Date of birth: 1898
Date of death: 30.11.1917
Area: Outwood, Wakefield
Family information: Son of Joe and Elmira Thorpe
Service number: 40427
When Percy Thorpe joined the army, he was initially assigned to the Army Service Corps and allocated the service number 285986. The Army Service Corps was responsible for the logistical operations, in supplying the army’s requirements to wherever point they were needed. These requirements included supplies of food, ammunition, men, horses and machines.
Sometime during his army service, Private Percy Thorpe was transferred to the 15th Battalion, Cheshire Regiment. The 15th Battalion was serving with 105th Brigade, 35th Division, on the western front. In the absence of his service record the date of this transfer is not known.
The 15th Cheshires was formed at Birkenhead on 18th November 1914, as a “Bantam” battalion. Such battalions were manned by troops who were under the normal regulation height, but otherwise fit to serve. The 15th Battalion went to France in late January 1916 and initially concentrated around St Omer. During the Battle of the Somme, which lasted from 1st July to 18th November 1916, the 35th Division was deployed at Bazentin Ridge, Faifemont Farm, Arrow Head Copse and Maitz Horn Farm.
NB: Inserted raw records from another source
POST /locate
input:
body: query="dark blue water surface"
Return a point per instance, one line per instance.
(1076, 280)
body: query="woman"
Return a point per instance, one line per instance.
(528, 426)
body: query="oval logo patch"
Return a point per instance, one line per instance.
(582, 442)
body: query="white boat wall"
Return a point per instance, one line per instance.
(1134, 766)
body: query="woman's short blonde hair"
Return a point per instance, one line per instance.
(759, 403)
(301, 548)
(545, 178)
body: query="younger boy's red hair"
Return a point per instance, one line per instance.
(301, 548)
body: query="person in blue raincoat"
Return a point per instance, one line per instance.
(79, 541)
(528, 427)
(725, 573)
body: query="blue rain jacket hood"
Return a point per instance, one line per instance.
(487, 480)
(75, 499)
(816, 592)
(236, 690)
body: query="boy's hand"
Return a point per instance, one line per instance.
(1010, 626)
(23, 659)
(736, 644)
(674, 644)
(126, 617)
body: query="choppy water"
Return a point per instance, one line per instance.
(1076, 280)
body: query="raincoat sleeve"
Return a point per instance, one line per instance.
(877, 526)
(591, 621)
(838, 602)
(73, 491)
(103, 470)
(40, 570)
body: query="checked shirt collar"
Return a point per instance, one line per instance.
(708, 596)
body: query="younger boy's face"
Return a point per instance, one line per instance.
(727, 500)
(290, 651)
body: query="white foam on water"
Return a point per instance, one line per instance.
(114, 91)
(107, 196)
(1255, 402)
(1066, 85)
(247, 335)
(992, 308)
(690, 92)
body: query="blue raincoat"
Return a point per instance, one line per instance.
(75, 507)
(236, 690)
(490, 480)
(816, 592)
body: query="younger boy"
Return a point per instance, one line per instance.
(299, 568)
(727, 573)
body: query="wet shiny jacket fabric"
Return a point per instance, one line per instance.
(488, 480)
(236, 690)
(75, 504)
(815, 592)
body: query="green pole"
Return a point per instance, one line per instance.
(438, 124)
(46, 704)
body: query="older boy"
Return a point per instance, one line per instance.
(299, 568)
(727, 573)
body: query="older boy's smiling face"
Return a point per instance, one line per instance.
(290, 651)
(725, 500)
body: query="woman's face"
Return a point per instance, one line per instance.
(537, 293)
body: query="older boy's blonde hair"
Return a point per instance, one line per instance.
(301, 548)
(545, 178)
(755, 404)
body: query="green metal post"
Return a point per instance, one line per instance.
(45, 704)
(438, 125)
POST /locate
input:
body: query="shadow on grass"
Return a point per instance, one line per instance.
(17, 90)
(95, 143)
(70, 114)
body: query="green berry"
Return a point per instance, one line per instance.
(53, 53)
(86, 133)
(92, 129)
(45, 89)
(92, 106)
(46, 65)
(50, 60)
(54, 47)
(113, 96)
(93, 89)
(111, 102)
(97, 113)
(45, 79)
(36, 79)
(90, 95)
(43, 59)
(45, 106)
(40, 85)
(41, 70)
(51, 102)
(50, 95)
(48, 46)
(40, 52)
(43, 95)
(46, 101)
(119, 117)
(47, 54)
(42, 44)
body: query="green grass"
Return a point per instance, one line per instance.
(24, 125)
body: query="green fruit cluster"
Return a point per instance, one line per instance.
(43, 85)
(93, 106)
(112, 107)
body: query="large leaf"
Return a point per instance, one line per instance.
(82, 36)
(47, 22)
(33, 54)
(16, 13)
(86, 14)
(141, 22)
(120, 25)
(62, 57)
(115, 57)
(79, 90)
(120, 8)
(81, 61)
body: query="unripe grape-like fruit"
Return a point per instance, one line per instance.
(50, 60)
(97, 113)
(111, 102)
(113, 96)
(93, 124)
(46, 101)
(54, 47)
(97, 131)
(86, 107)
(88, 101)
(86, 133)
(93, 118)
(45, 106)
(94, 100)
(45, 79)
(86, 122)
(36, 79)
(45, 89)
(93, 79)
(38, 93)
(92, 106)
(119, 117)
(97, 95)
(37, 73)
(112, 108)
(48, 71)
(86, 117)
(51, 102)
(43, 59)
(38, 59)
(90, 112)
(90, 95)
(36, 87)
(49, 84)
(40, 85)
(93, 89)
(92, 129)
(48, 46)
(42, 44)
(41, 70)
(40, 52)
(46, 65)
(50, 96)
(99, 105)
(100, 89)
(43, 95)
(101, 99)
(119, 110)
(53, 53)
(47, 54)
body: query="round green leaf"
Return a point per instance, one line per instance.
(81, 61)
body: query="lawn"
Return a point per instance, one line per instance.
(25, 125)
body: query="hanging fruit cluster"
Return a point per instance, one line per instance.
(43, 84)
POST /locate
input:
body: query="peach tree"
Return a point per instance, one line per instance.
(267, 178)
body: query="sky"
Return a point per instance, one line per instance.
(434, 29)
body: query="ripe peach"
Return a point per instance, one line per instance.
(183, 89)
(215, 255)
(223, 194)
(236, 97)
On 8th December 1916 the Divisional C.O. complained that replacement drafts were not of the same physical standard as the original bantams, being under-developed and unfit. As a consequence 2,784 men were removed from the Division and transferred to the Labour Corps. Their places were filled by men transferred from disbanded yeomanry units.
In the spring of 1917 the 35th Division was involved in the pursuit of the retiring German Army, towards the Hindenburg Line. The Hindenburg Line was a vast defensive system which stretched from the Arras area to south of St Quentin. The 15th Cheshires remained in the Somme Region until the beginning of October, when the 35th Division entrained for Elverdinge in Flanders.
On 31st July 1917, the British Expeditionary Force had launched a major offensive at Ypres. The third Battle of Ypres coincided with heavy rains, which turned the battlefield into a quagmire. The ground conditions and strategically placed German pill-boxes armed with machine guns had slowed the infantry assault towards the village of Passchendaele.
The 15th Cheshires, in Brigade, entered the battle on 22nd October, when they were involved in a general attack south of Houlhulst. The Battalion remained in this area for two weeks, deployed on rotational tours in the front line, before moving to Proven. On 24th November the 15th Cheshires moved to their new positions in the line, south-west of Poelcapelle. When passing through an area known as “The Triangle” they were shelled by the enemy and sustained 19 casualties. On reaching their positions, two Companies had to take positions in mud filled craters. Here they remained, in bitterly cold weather and under enemy bombardments, until relieved on the 28th November.
It was during this tour on the front line that Private Percy Thorpe was wounded. He was taken to the Casualty Clearing Station, known as Dozinghem, near Westvleteren, but died from his wounds on 30th November 1917. Private Thorpe was buried in the adjacent Dozinghem Military Cemetery, which now has 3,174 Commonwealth and 64 German burials from the First World War.
Percy Thorpe was born at Huddersfield in 1898, the eldest son of Joe Thorpe and his wife Elmira, nee Woodhouse. His parents had married at Huddersfield, earlier in 1898, when his father was employed as a boot and shoe maker. At the time of the 1901 census Percy Thorpe was at the home of his uncle George Wadsworth, at Lockwood, Huddersfield. His parents were at the home of his grandmother, Jane Woodhouse, at Hill Lees, Huddersfield. The family later moved to Leeds Road, Outwood, where his father had opened his own business as Bootmaker Dealer. When living at Outwood, two further sons, Frank and Joe, were born.